Sunday, January 16, 2011

Fiction from Life

“Of course,” I say whenever asked if my fictional writings are based in real life. Sometimes, people are curious to know some examples of the factual being fictionalized. Here are some actual scenarios from my life or others’ recently added to my file that I may well incorporate into some story someday.

Watching the evening news, I was compelled to pull over a kitchen chair and get my out-of-date globe from the top of my entertainment cabinet and find Tunisia. I dusted the globe off and used it throughout the hour. So—Rose or some other character might have a similar experience sometime.

Family party – For a joke, sister 1 in the living room texts a message to sister 2 in the dining room, “I know where you live and I’m going to kill you tonight.” Sister 2 becomes distraught, is ready to call 911. Sister 1 tells the truth. Sister 2 is not amused. A yelling match escalates into a fist fight.

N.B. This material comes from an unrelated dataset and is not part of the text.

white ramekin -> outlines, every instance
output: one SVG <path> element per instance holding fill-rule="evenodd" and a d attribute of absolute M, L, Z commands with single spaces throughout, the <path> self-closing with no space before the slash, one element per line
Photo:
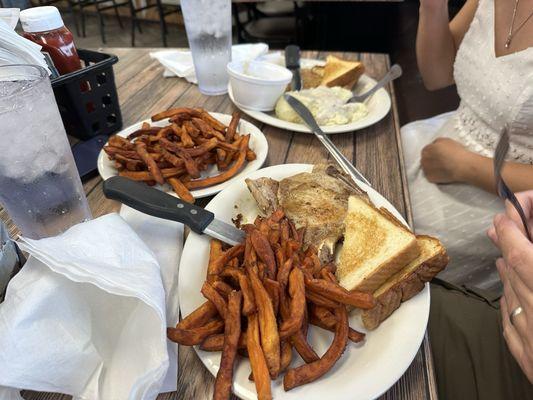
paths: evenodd
<path fill-rule="evenodd" d="M 231 61 L 227 66 L 237 106 L 272 111 L 292 79 L 287 68 L 264 61 Z"/>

My seven sisters and I met for a weekend at a hotel. We got acquainted with the desk clerks, and managers and the hotel’s restaurant manager, Bob. We were enjoying dinner in the restaurant on Saturday night and Bob presented us with a complimentary bottle of fine wine, elegantly pouring it for us. Omigosh, I am just now reminded about Friday night at that sistahfest. Traveling from different places, we had started arriving around 3pm and the last three got in around midnight. We were settled into the lobby to greet each other and here came the manager with champagne, complete with floating strawberries! As he leaned over the coffee table and began to serve, the tray tipped and the flutes crashed and the champagne spilled all over us. Friday night is way more interesting than Saturday, isn't it?

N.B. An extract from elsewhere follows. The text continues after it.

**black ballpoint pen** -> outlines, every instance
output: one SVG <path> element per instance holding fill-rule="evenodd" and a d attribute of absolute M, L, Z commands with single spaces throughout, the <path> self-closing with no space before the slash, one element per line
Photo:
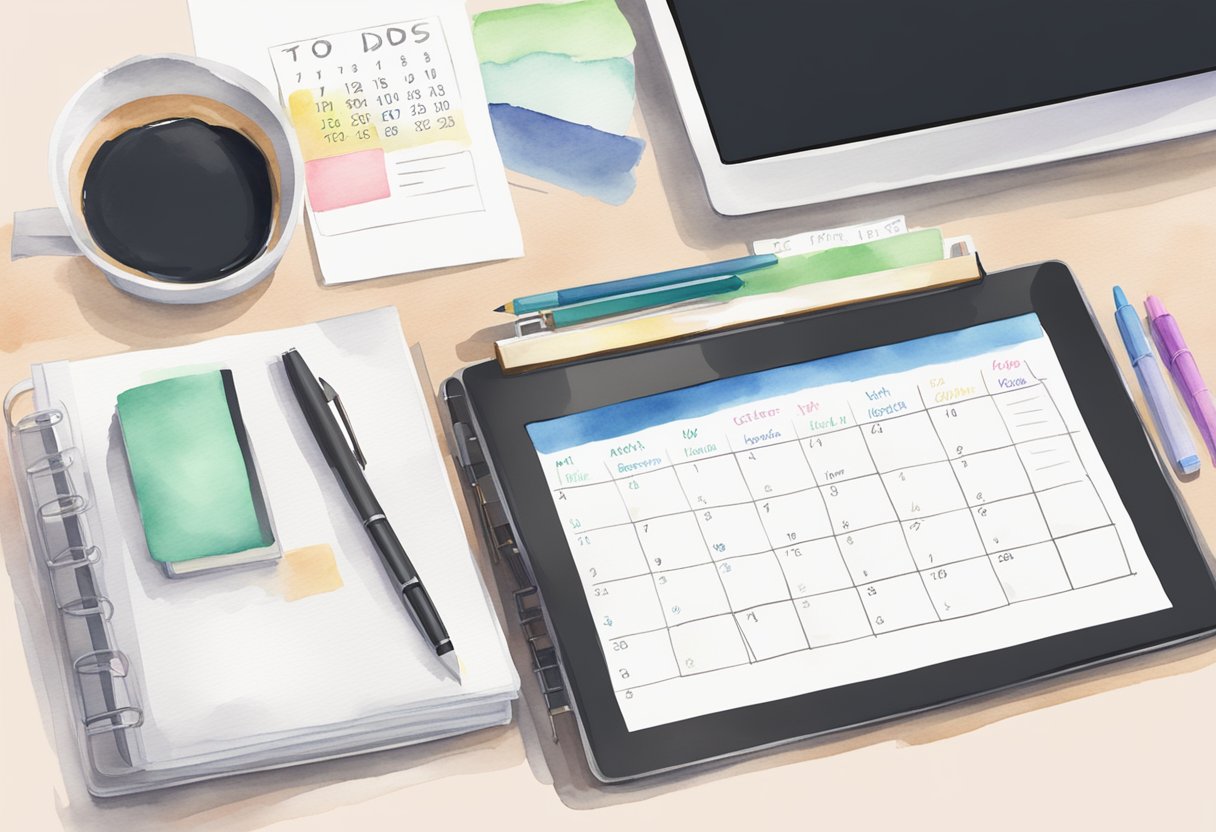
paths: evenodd
<path fill-rule="evenodd" d="M 294 349 L 283 353 L 283 367 L 287 370 L 287 380 L 291 383 L 292 392 L 295 393 L 296 401 L 299 402 L 300 409 L 304 413 L 304 419 L 308 422 L 308 427 L 321 447 L 325 461 L 338 475 L 338 481 L 346 490 L 346 495 L 359 515 L 363 528 L 367 530 L 368 537 L 372 539 L 376 551 L 380 553 L 380 560 L 396 583 L 402 603 L 405 604 L 406 610 L 414 619 L 414 623 L 418 625 L 418 629 L 422 631 L 423 636 L 434 647 L 439 661 L 443 662 L 444 667 L 459 682 L 460 662 L 456 658 L 456 648 L 452 644 L 451 638 L 448 637 L 447 629 L 443 626 L 443 621 L 440 619 L 426 587 L 422 585 L 417 570 L 410 563 L 409 555 L 405 553 L 405 547 L 397 539 L 396 532 L 389 525 L 388 518 L 384 516 L 380 502 L 372 493 L 367 478 L 363 476 L 363 467 L 367 465 L 367 460 L 364 459 L 363 451 L 359 447 L 358 440 L 355 439 L 341 400 L 324 379 L 319 379 L 312 374 L 308 365 L 304 363 L 304 359 Z M 347 445 L 346 436 L 343 435 L 337 420 L 334 419 L 333 411 L 329 406 L 330 402 L 337 407 L 338 415 L 342 417 L 342 422 L 346 425 L 350 445 Z"/>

A woman sitting in worship leaned over to her neighbor in the pew and whispered, “I think I forgot to turn the stove off.” She left and came back in about 15 minutes. (But in fiction, of course, this could turn out differently!)

In the post office parking lot during the holidaze, a woman inadvertently cut off the driver behind her as she swung into a parking place. He stopped his pickup truck behind her, waited until he had her attention through the rearview mirror, applauded, flipped her off, and drove on. They approached the entrance together, and she hastened to apologize. He was in no mood to accept the apology and when she urged him to go ahead of her in the line, he said, with a flourish, “Oh, no. I am a Southern gentleman.”

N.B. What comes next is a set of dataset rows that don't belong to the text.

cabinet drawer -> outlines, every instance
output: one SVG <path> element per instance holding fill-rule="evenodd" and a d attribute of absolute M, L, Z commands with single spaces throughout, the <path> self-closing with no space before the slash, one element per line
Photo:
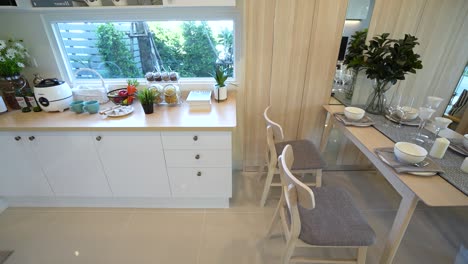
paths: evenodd
<path fill-rule="evenodd" d="M 174 197 L 231 197 L 231 168 L 169 168 Z"/>
<path fill-rule="evenodd" d="M 231 149 L 231 132 L 163 132 L 165 149 Z"/>
<path fill-rule="evenodd" d="M 231 150 L 165 150 L 167 167 L 231 167 Z"/>

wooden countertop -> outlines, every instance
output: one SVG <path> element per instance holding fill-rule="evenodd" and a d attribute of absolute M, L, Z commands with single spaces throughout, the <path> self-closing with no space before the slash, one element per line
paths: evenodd
<path fill-rule="evenodd" d="M 185 97 L 184 97 L 185 99 Z M 101 109 L 113 106 L 112 102 Z M 29 112 L 20 110 L 0 114 L 0 131 L 87 131 L 87 130 L 231 130 L 236 126 L 236 93 L 228 99 L 212 101 L 211 111 L 191 111 L 188 104 L 155 106 L 154 113 L 145 115 L 141 104 L 132 105 L 134 112 L 123 117 L 99 114 L 76 114 L 70 110 L 60 112 Z"/>

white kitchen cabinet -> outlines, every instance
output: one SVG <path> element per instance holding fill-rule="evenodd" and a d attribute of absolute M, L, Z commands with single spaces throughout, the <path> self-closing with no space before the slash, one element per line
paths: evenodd
<path fill-rule="evenodd" d="M 161 136 L 174 197 L 231 197 L 231 132 L 163 132 Z"/>
<path fill-rule="evenodd" d="M 231 168 L 168 168 L 174 197 L 230 197 Z"/>
<path fill-rule="evenodd" d="M 0 132 L 0 196 L 53 196 L 27 141 L 22 133 Z"/>
<path fill-rule="evenodd" d="M 28 144 L 56 196 L 112 196 L 89 132 L 29 134 Z"/>
<path fill-rule="evenodd" d="M 94 132 L 114 197 L 170 197 L 160 132 Z"/>

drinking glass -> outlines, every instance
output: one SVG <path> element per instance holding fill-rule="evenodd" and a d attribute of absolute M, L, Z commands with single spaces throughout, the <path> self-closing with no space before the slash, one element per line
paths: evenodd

Late on a Sunday afternoon, traveling from Boston to Columbia SC, I pulled off the interstate at Blacksburg to get gas. Seeing signs to Virginia Tech, I decided to stop by the campus. This was just a few weeks after the tragic shootings and the day after commencement. There were only a few people around, but all the immediate, temporary memorials were still in place. I detailed the quiet somberness and many details of mementoes and messages in my journal.

Sometimes nothing more than a one-liner or overheard snippet or news item is sublimely useable or leads to an idea:

a child named Octavia because she was the eighth child

from an obituary—the person passed away “…from head trauma sustained in an accident on his beloved Harley Davidson.”

“I’m disgusted with being old.”

“Have you googled those talking cats yet?”

“Humans have been around for thousands of years…”

“Pollen is evidence of the romance of pine trees…”

“His wife got married to a black lady.”

“Sometimes the juice ain’t worth the squeeze.” Has everybody but me already heard this?

“She was born with crooked legs and put up for adoption.”

“I feel like a bird left without a branch to land on.” A Haitian talking about the earthquake and cholera outbreak

doctor to a patient needing to lose weight: “If it tastes good, spit it out.”

I love receiving anecdotes and sayings from readers and save them in case the right moment comes to fit them in. It’s quite true that “You’re never safe around a writer,” in the sense that all the turnings of the world are always potential material. But please relax around me. You are perfectly safe because I—and most writers, I believe—change or veil reality to try and ensure that no one ever feels exploited or suffers in any way when their lives become material.